Repeat Low Transverse Cesarean Section via Pfannenstiel Incision
DESCRIPTION OF OPERATION: After informed consent was obtained, the patient was taken to the operating room, where spinal anesthesia was placed and found to be adequate. The patient was then placed in dorsal supine position with leftward tilt. The patient was then prepped and draped in normal sterile surgical fashion.
A Pfannenstiel skin incision was then made with scalpel and carried through to the underlying layer of fascia. The fascia was incised in the midline.
Incision was extended laterally with the Mayo scissors. Superior aspect of the fascial incision was grasped with the Kocher clamp, elevated up, and the underlying rectus muscles dissected off bluntly.
Attention was then turned to the inferior aspect which in a similar fashion was grasped with the Kocher clamp, tented up, and the underlying rectus muscles dissected off bluntly. Rectus muscles were then separated in midline.
The peritoneum was identified, tented up, and entered sharply with Metzenbaum scissors. Peritoneal incision was then extended superiorly and inferiorly with good visualization of the bladder. Bladder blade was inserted.

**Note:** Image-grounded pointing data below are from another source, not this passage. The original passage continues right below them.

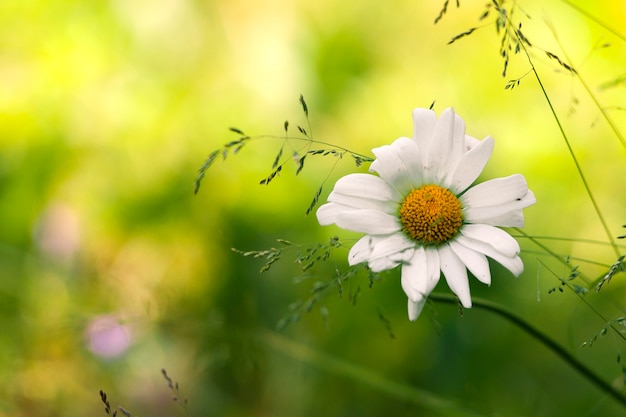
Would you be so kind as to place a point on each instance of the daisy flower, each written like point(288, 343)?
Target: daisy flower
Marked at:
point(422, 213)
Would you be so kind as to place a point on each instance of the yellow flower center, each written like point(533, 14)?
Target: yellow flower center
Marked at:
point(431, 215)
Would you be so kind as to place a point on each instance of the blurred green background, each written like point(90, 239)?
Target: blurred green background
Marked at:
point(111, 269)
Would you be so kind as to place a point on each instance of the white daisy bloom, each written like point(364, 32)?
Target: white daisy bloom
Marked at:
point(422, 213)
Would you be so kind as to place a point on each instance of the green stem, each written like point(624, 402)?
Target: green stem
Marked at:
point(540, 337)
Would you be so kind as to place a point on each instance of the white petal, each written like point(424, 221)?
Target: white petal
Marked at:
point(470, 142)
point(424, 122)
point(456, 274)
point(327, 213)
point(382, 264)
point(363, 202)
point(361, 250)
point(495, 192)
point(393, 244)
point(474, 261)
point(398, 164)
point(420, 274)
point(414, 272)
point(489, 213)
point(498, 238)
point(513, 264)
point(415, 308)
point(368, 221)
point(471, 165)
point(446, 148)
point(366, 185)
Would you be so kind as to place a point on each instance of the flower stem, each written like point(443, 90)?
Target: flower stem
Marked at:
point(333, 364)
point(541, 338)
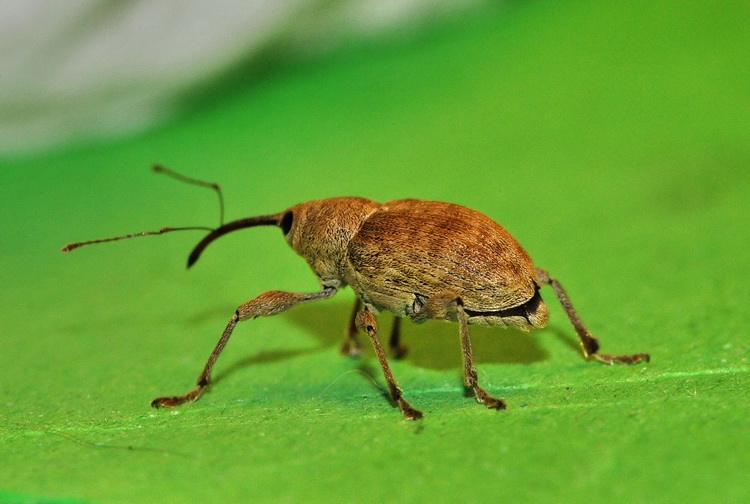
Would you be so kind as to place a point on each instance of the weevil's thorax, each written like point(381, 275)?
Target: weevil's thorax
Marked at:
point(320, 231)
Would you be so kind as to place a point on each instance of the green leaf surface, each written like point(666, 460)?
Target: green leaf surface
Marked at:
point(611, 141)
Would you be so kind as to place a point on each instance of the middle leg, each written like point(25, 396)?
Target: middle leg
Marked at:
point(367, 323)
point(445, 306)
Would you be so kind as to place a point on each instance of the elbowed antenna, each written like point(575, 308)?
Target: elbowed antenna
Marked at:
point(261, 220)
point(177, 176)
point(75, 245)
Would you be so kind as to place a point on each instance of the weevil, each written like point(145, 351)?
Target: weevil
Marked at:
point(414, 258)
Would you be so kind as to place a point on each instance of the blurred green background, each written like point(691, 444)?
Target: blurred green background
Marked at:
point(612, 141)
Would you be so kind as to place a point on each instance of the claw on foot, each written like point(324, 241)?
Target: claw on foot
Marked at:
point(621, 359)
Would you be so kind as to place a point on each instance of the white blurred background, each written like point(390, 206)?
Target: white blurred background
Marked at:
point(93, 69)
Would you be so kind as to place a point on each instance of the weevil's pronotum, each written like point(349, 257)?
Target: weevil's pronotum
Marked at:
point(415, 258)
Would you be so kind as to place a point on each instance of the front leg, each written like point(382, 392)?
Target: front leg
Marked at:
point(268, 303)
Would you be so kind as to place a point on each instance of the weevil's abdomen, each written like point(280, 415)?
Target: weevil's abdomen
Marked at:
point(411, 249)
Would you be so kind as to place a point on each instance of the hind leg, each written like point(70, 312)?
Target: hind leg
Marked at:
point(589, 343)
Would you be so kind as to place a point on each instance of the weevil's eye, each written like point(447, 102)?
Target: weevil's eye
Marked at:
point(286, 222)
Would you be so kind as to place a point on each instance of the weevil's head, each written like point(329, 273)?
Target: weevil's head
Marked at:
point(320, 231)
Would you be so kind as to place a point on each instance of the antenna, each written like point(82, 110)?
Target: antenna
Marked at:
point(178, 176)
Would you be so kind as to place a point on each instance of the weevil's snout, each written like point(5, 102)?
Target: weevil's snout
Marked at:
point(261, 220)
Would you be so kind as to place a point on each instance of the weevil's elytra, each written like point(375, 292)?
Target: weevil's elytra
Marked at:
point(417, 259)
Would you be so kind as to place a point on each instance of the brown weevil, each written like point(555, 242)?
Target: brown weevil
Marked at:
point(414, 258)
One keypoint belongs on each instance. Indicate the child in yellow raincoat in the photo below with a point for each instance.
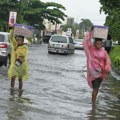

At this point, extensive adhesions were noted between anterior abdominal wall and the anterior aspect of the uterus, especially on the right lateral and left lateral. The lower uterine segment was then incised in transverse fashion.
Incision was then extended laterally. The infant’s head was then delivered atraumatically. Nose and mouth were bulb suctioned. Infant’s shoulders and trunk were then delivered without complications. Cord was clamped and cut and the infant was handed off to the waiting pediatrician. Cord blood was sent, after which placenta was removed manually.

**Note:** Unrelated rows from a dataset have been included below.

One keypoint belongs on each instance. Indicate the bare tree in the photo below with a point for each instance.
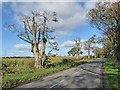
(105, 17)
(78, 47)
(36, 32)
(88, 44)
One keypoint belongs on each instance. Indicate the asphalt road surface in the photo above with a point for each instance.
(87, 75)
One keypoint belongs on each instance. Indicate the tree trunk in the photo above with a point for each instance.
(36, 56)
(43, 45)
(42, 52)
(88, 53)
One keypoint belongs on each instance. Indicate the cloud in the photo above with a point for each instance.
(70, 14)
(70, 43)
(22, 47)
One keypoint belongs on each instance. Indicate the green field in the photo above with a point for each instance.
(21, 70)
(111, 75)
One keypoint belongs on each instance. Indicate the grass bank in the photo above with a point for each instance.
(111, 75)
(21, 70)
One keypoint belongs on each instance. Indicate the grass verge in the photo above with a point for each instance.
(111, 75)
(21, 71)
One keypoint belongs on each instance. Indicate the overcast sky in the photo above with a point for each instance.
(72, 24)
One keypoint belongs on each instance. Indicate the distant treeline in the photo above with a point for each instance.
(18, 57)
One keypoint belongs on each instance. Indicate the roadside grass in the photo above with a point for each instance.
(111, 75)
(21, 70)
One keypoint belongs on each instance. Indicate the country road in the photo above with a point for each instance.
(87, 75)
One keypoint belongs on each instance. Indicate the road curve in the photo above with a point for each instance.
(87, 75)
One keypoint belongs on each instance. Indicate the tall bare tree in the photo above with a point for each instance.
(106, 18)
(78, 47)
(36, 32)
(88, 45)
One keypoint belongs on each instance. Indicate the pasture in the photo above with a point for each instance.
(18, 71)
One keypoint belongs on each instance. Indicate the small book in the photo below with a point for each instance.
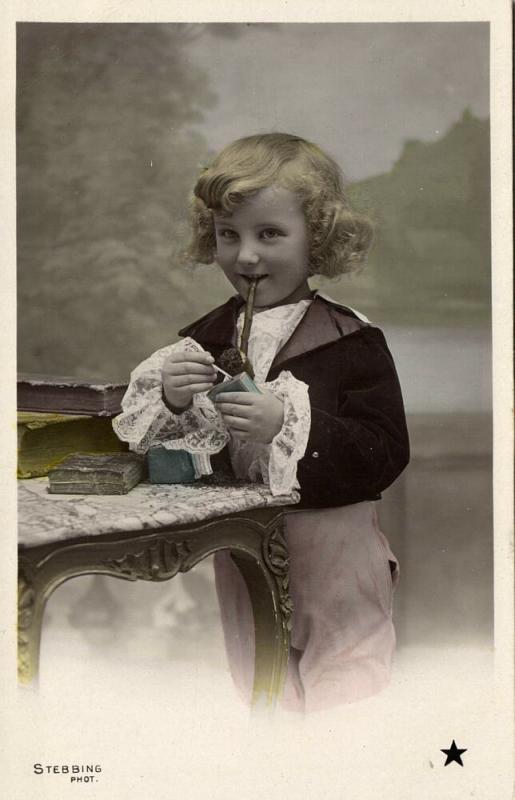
(97, 474)
(69, 395)
(45, 439)
(240, 383)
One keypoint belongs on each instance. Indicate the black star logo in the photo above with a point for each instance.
(454, 754)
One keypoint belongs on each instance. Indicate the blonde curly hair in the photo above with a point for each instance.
(339, 238)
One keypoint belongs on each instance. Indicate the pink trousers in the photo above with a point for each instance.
(342, 579)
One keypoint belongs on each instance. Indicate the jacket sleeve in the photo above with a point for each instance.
(356, 453)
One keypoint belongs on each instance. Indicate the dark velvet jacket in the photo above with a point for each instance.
(358, 442)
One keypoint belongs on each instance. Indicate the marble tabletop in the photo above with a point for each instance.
(44, 517)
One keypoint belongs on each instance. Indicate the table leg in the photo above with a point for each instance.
(257, 546)
(31, 605)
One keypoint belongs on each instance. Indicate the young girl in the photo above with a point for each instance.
(329, 420)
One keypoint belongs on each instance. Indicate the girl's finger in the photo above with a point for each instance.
(236, 423)
(190, 355)
(236, 410)
(240, 398)
(188, 367)
(181, 381)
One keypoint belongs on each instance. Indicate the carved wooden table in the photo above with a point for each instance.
(152, 534)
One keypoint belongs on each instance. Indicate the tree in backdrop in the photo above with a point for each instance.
(106, 161)
(431, 262)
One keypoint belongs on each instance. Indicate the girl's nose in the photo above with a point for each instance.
(247, 254)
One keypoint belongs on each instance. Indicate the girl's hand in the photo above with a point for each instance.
(184, 374)
(249, 416)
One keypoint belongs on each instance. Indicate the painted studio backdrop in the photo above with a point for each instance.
(113, 123)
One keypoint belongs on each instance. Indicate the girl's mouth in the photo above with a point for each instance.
(255, 278)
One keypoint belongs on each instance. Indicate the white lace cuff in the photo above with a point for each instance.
(289, 445)
(146, 421)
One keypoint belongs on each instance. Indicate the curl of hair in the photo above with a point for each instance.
(339, 238)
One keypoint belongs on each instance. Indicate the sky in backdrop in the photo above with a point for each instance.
(358, 90)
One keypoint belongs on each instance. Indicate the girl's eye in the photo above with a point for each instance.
(226, 233)
(270, 233)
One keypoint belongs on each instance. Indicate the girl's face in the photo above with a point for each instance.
(265, 237)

The uterus was exteriorized and cleared of all clots and debris. Uterine incision was repaired with an 0 Vicryl in a running fashion. Second layer was used in an imbricated fashion to obtain excellent hemostasis.
Several figure-of-eight sutures were also placed with 0 Vicryl to obtain excellent hemostasis, after which the uterus was returned to the abdomen. The gutters were cleared off all clots and debris.
The abdomen was irrigated with saline, excellent hemostasis was noted. The muscles were reapproximated with 2 Vicryl on both sides. Further muscles were cut on entry to the abdomen. The rectus muscles were cut on entry to the abdomen.
Excellent hemostasis was noted there. The fascia was then approximated with 0 Vicryl in a running fashion, excellent hemostasis was noted, and the skin was closed with staples. The patient tolerated the procedure well. All sponge, lap and needle counts were correct x2, and the patient was taken to the recovery room in stable condition.